B.18.1. Comme la Cour l'a jugé par son arrêt n° 40/2011 précité, l'interdiction pour les élèves de porter des signes religieux et philosophiques visibles dans un établissement d'enseignement donne à la notion de neutralité, telle qu'elle est contenue dans l'article 24, § 1er, alinéa 3, de la Constitution, une orientation nouvelle, qui n'est cependant pas contraire par définition à cette notion. En effet, le Constituant n'a pas conçu la neutralité de l'enseignement communautaire comme un principe rigide, indépendant des évolutions de la société. En outre, dans certaines circonstances, la neutralité peut obliger l'autorité compétente à prendre des mesures visant à garantir la « reconnaissance et [l']appréciation positives de la diversité des opinions et des attitudes » et à préserver « l'accent sur les valeurs communes ».

B.18.2. La disposition en cause n'instaure pas, en soi, une interdiction, pour les élèves ou les étudiants, de porter des signes politiques, philosophiques ou religieux. Dans l'interprétation soumise à la Cour, cette disposition permet à l'instance compétente pour établir le règlement intérieur d'un établissement d'enseignement de décider, à la lumière du concept d'enseignement préconisé ou des circonstances concrètes, si une telle interdiction est ou non indiquée ou nécessaire pour garantir la « reconnaissance et [l']appréciation positives de la diversité des opinions et des attitudes » et « l'accent sur les valeurs communes ».

B.18.3. Dès lors que le Constituant n'a pas conçu la neutralité de l'enseignement communautaire comme une notion statique et compte tenu des obligations positives résultant de cette neutralité, la disposition en cause, qui se borne à permettre à l'instance compétente pour établir le règlement intérieur d'un établissement d'enseignement de prévoir, le cas échéant, dans ce règlement, l'interdiction mentionnée dans la question préjudicielle, n'est pas contraire à l'article 24, § 1er, alinéa 3, de la Constitution, ni au principe de la neutralité de l'autorité publique, applicable à l'enseignement organisé par les administrations décentralisées, lu en combinaison avec la liberté d'enseignement, telle qu'elle est garantie par l'article 24, § 1er, alinéa 1er, de la Constitution. Dans le contexte de l'enseignement, ce principe a en effet une portée analogue à celle de la notion de neutralité contenue dans l'article 24, § 1er, alinéa 3, de la Constitution.

En ce qui concerne le droit à l'enseignement, l'égalité dans l'enseignement et la liberté de religion B.19.1. Aux termes de l'article 24, § 3, première phrase, et § 4, de la Constitution, chacun a droit à l'enseignement dans le respect des libertés et droits fondamentaux et tous les élèves, étudiants et parents sont égaux devant la loi ou le décret.

B.19.2. L'article 2 du Premier Protocole additionnel à la Convention européenne des droits de l'homme dispose : « Nul ne peut se voir refuser le droit à l'instruction.
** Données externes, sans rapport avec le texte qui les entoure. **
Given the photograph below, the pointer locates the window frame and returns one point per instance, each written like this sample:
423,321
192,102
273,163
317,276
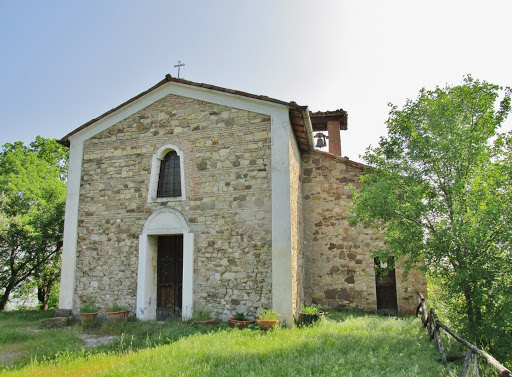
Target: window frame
155,174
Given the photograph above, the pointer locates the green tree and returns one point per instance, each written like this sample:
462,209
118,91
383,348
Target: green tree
32,199
440,184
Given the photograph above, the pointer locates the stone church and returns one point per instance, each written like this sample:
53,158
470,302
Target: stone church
192,195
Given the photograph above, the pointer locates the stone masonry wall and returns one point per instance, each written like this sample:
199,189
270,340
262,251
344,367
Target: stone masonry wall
339,270
228,203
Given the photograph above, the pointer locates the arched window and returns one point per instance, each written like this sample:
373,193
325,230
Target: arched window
167,182
169,179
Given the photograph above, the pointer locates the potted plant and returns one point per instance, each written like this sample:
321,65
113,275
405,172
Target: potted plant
267,319
202,316
239,320
88,311
117,313
309,314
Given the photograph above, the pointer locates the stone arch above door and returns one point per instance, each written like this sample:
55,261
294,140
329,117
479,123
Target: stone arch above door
164,221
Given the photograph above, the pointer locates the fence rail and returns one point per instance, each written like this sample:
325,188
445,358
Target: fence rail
433,325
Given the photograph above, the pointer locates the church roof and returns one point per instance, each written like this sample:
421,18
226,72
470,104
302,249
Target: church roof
296,111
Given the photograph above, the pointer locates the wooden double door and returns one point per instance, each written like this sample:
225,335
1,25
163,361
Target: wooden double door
169,276
385,282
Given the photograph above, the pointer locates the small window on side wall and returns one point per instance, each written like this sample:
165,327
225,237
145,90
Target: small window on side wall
169,179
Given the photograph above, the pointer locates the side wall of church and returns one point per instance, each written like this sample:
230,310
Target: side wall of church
339,269
228,203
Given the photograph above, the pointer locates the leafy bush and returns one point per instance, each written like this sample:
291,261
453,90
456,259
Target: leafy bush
240,317
268,315
88,307
310,309
115,307
202,314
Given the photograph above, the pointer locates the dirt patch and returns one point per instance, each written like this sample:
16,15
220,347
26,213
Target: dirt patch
92,341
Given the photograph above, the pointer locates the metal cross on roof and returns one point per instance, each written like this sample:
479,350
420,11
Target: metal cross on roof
178,66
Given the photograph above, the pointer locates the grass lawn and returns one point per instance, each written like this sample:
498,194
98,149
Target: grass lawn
344,344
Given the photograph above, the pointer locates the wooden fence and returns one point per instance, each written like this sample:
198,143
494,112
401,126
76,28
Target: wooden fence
433,325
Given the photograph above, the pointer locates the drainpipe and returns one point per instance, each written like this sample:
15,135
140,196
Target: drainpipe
308,127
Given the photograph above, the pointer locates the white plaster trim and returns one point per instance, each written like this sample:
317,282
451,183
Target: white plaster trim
155,173
164,221
69,248
282,284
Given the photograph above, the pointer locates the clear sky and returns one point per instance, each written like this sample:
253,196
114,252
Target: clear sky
63,63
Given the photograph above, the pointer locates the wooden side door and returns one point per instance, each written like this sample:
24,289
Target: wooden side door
169,276
385,282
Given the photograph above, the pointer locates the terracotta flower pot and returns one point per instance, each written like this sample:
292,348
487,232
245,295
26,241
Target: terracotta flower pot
266,324
117,316
208,323
234,323
88,317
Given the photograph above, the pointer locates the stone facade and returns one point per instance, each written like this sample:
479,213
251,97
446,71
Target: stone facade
255,230
228,203
339,269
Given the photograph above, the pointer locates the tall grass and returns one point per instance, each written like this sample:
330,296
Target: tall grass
345,344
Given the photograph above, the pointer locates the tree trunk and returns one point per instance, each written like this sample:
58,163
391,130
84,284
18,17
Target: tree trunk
43,295
5,296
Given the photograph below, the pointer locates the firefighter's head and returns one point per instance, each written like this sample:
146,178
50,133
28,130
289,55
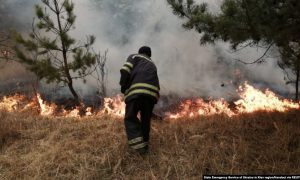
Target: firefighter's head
145,50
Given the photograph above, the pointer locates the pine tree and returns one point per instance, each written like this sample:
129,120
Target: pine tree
270,24
56,58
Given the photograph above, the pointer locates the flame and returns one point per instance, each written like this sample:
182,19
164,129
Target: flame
114,106
11,103
251,100
88,111
75,113
46,109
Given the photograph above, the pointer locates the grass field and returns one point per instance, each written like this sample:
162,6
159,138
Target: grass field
35,147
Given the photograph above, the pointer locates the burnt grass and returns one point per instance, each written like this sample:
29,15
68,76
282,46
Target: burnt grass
260,143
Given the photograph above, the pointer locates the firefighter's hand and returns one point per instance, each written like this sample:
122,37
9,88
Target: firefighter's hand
123,90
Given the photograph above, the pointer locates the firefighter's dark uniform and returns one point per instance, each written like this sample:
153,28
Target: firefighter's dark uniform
140,85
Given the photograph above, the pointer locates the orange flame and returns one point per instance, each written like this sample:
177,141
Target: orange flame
11,103
251,100
114,106
46,110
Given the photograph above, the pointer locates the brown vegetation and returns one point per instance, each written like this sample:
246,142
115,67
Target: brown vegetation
33,147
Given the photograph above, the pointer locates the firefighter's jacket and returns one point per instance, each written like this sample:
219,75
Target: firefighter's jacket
139,78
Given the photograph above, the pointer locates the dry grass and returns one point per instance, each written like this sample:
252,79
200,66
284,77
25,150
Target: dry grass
33,147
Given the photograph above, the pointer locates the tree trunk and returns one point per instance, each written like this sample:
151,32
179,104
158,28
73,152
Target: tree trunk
66,67
297,78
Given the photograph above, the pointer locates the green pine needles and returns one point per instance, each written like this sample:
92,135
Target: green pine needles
58,58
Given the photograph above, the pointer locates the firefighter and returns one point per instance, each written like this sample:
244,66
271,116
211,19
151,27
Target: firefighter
140,86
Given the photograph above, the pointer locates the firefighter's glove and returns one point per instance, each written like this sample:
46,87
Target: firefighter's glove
123,90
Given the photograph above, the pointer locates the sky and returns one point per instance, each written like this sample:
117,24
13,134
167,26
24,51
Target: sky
184,67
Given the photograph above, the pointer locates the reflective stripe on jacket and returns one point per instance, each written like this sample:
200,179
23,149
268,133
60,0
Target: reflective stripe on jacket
139,78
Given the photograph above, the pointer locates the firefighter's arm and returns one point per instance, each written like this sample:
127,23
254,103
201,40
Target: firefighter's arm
125,74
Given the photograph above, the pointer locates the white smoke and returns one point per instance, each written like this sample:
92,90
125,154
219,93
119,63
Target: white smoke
183,65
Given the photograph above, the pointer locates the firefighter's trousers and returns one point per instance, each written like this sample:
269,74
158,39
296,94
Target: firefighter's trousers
138,130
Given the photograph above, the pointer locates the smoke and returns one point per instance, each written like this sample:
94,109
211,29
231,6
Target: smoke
183,65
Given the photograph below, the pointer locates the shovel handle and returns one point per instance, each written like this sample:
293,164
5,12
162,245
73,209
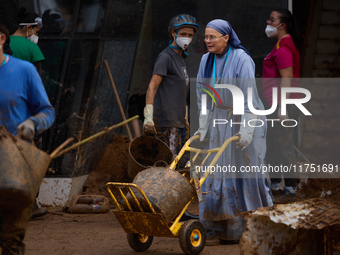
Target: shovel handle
62,146
106,130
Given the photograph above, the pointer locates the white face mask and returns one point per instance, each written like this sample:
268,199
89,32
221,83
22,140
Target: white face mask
33,38
272,31
183,42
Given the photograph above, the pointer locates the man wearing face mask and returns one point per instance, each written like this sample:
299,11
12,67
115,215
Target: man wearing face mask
168,90
24,40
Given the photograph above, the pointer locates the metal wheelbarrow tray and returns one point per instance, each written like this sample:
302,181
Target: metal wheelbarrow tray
141,220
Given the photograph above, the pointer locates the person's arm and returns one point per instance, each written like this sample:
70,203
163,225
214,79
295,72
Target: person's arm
152,89
149,125
38,67
43,114
287,76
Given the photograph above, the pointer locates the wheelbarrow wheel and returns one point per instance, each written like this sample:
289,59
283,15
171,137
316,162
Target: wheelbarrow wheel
192,237
139,242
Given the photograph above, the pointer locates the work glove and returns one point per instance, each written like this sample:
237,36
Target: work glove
281,117
148,125
26,129
203,125
186,124
246,132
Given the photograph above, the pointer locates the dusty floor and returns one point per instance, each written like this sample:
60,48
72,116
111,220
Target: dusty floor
60,233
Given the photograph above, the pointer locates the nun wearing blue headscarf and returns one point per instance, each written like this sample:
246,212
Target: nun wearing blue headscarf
227,194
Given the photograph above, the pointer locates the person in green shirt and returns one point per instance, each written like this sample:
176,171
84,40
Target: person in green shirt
24,41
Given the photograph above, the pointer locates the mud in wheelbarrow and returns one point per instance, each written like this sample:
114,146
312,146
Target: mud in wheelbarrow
156,201
23,167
L'Etat, dans l'exercice des fonctions qu'il assumera dans le domaine de l'éducation et de l'enseignement, respectera le droit des parents d'assurer cette éducation et cet enseignement conformément à leurs convictions religieuses et philosophiques ».
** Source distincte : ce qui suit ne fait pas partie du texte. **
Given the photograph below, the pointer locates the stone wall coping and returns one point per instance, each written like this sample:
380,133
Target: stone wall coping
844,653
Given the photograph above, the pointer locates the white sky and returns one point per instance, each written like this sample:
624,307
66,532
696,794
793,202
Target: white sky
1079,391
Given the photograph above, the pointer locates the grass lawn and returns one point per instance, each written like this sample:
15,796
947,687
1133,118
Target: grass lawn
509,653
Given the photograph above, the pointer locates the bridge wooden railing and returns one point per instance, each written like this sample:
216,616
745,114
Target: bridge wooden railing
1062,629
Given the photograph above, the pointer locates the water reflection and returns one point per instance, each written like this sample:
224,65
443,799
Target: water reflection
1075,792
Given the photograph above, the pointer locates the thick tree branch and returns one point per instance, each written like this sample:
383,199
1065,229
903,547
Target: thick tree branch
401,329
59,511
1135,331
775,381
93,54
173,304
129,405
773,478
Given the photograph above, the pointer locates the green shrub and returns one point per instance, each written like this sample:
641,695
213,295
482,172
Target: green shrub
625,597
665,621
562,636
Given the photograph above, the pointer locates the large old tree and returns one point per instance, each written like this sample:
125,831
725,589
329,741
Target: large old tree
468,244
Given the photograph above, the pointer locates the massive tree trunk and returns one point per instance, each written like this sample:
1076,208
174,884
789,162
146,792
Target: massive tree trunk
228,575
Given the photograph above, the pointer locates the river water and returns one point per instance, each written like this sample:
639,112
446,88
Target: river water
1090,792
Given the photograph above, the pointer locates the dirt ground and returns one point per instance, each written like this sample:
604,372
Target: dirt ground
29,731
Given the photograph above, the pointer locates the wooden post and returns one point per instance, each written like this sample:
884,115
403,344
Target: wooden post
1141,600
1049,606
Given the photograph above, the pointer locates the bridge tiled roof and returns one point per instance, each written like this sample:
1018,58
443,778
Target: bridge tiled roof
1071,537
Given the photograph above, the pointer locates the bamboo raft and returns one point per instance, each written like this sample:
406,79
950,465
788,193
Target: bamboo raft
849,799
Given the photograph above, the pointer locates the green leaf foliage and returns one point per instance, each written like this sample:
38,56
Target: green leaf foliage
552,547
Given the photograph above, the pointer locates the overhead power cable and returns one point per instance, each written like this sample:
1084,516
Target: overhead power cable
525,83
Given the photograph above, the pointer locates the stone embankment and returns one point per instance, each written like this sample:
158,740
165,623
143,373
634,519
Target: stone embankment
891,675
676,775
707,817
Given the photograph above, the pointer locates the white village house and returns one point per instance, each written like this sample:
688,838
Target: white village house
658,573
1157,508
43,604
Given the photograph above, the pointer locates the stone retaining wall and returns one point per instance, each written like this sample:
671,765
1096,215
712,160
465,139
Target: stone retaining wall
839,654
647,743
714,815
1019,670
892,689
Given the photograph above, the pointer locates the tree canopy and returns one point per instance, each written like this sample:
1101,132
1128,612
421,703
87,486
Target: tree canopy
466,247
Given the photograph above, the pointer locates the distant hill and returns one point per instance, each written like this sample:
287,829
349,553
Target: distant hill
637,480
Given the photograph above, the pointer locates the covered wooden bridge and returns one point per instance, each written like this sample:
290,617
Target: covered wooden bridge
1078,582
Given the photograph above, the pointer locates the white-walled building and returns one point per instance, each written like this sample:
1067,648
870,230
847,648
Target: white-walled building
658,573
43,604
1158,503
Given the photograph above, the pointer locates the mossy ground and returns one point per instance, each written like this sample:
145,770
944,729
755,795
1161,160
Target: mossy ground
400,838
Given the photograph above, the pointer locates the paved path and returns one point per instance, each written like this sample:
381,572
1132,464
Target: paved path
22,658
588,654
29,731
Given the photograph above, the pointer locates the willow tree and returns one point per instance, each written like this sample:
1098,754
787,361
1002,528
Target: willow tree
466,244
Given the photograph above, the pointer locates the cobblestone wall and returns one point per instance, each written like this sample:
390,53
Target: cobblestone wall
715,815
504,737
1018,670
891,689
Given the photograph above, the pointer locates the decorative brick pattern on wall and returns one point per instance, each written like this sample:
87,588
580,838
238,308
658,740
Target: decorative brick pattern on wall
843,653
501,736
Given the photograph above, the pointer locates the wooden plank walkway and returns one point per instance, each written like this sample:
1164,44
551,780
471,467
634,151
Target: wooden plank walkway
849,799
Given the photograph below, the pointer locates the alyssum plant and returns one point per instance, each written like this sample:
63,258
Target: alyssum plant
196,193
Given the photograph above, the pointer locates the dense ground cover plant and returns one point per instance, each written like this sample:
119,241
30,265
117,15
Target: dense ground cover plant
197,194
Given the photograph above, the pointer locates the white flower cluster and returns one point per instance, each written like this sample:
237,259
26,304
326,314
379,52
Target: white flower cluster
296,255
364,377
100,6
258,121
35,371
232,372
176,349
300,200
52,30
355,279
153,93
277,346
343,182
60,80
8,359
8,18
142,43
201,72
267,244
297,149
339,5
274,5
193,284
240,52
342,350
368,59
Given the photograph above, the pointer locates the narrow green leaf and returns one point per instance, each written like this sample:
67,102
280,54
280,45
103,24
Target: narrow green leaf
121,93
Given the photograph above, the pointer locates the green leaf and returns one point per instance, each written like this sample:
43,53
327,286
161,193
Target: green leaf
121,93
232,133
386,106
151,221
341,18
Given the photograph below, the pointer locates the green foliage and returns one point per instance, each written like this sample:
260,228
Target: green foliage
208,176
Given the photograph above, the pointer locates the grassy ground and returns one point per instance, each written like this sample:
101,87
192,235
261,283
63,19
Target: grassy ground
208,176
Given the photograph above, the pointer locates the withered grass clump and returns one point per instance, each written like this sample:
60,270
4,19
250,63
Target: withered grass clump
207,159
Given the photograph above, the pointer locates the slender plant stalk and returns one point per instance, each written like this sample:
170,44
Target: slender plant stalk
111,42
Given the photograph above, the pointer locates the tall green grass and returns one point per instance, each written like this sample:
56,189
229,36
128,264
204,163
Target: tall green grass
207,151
B.19.3. En ce qu'il garantit le droit à l'instruction et le droit des parents d'assurer cette éducation et cet enseignement conformément à leurs convictions religieuses et philosophiques, l'article 2 du Premier Protocole additionnel à la Convention européenne des droits de l'homme a une portée analogue à celle de l'article 24, § 3, première phrase, de la Constitution. Dans cette mesure, les garanties offertes par cette disposition conventionnelle constituent dès lors un ensemble indissociable avec les garanties contenues dans l'article 24 de la Constitution. Lorsqu'elle exerce son contrôle au regard de l'article 24 de la Constitution, la Cour tient donc compte de l'article 2 du Premier Protocole additionnel à la Convention européenne des droits de l'homme.

B.20. En l'espèce, le contrôle de la disposition en cause au regard du « droit à l'enseignement dans le respect des libertés et droits fondamentaux » coïncide en grande partie avec le contrôle de cette disposition au regard de la liberté de religion.
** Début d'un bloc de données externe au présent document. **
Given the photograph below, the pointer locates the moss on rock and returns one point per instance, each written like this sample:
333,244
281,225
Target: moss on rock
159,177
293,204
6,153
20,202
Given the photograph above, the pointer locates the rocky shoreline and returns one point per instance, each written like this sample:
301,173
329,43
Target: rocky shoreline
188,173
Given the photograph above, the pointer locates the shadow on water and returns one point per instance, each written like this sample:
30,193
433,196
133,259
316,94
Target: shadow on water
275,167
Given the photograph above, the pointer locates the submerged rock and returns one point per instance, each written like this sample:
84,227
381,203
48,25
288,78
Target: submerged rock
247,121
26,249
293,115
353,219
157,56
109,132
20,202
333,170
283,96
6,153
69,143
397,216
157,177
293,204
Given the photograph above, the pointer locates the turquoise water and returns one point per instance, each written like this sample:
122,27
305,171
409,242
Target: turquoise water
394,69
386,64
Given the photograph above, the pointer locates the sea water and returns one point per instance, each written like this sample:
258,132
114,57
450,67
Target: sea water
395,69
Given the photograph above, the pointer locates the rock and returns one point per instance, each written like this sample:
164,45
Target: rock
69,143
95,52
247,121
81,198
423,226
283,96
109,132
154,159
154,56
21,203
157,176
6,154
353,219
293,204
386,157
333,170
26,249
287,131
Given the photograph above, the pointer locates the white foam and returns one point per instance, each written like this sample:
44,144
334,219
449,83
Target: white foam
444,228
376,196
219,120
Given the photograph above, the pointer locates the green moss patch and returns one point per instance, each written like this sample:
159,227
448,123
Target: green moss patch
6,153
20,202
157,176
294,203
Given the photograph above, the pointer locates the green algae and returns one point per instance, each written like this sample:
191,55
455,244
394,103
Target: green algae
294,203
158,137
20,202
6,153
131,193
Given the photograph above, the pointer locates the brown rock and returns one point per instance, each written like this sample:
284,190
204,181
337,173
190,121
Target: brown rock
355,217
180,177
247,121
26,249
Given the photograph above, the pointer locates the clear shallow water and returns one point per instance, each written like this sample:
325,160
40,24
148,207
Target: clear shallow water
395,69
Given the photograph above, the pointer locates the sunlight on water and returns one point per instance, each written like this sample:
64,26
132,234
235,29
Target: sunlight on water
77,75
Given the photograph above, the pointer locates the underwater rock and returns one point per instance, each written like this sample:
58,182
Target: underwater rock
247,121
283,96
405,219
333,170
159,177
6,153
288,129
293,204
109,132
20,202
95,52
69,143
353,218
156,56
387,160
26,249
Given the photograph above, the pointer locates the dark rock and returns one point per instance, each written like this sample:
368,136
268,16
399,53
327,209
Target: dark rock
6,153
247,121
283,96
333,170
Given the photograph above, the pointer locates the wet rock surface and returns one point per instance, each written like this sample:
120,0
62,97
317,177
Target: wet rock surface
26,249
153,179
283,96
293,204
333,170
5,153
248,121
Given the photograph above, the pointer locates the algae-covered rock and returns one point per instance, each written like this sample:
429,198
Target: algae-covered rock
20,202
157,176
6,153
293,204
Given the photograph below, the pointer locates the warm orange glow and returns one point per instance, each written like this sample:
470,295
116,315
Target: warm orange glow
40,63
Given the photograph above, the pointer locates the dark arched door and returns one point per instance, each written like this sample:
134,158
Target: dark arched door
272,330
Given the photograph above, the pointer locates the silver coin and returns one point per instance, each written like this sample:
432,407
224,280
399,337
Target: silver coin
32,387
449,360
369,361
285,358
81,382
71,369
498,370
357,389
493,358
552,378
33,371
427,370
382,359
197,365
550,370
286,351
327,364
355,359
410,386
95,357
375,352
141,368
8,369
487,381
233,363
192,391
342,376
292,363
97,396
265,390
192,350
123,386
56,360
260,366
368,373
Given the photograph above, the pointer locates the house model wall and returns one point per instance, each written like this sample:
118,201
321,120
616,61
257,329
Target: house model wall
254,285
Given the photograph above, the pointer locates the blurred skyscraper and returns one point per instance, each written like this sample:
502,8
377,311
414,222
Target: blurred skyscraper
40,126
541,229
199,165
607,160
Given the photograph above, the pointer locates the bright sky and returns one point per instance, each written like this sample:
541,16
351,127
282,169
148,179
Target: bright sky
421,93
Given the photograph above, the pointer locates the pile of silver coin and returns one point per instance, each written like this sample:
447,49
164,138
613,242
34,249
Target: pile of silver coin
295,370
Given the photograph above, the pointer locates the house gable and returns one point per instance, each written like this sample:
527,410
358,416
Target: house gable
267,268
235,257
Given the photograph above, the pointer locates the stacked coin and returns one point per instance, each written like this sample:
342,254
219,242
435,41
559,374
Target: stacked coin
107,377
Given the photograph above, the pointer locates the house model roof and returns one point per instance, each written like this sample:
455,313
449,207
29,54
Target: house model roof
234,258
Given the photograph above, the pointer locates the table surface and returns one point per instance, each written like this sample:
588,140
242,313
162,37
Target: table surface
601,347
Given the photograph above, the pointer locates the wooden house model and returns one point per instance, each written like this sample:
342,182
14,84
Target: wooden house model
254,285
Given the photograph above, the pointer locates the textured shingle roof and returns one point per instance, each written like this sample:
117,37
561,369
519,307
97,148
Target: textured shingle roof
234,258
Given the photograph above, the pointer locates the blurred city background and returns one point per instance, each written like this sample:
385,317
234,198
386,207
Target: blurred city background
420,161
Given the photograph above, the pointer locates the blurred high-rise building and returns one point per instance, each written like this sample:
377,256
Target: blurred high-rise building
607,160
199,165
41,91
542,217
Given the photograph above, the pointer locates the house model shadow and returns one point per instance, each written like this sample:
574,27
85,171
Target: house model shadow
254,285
B.21.1. L'article 19 de la Constitution dispose : « La liberté des cultes, celle de leur exercice public, ainsi que la liberté de manifester ses opinions en toute matière, sont garanties, sauf la répression des délits commis à l'occasion de l'usage de ces libertés ».

B.21.2. L'article 9 de la Convention européenne des droits de l'homme dispose : « 1. Toute personne a droit à la liberté de pensée, de conscience et de religion; ce droit implique la liberté de changer de religion ou de conviction, ainsi que la liberté de manifester sa religion ou sa conviction individuellement ou collectivement, en public ou en privé, par le culte, l'enseignement, les pratiques et l'accomplissement des rites. 2. La liberté de manifester sa religion ou ses convictions ne peut faire l'objet d'autres restrictions que celles qui, prévues par la loi, constituent des mesures nécessaires, dans une société démocratique, à la sécurité publique, à la protection de l'ordre, de la santé ou de la morale publiques, ou à la protection des droits et libertés d'autrui ». B.21.3. En ce qu'il garantit le droit d'exprimer sa religion, l'article 9 de la Convention européenne des droits de l'homme a une portée analogue à celle de l'article 19 de la Constitution, qui reconnaît la liberté de manifester ses opinions en toute matière et la liberté de religion. Dès lors, les garanties offertes par ces dispositions forment, dans cette mesure, un ensemble indissociable.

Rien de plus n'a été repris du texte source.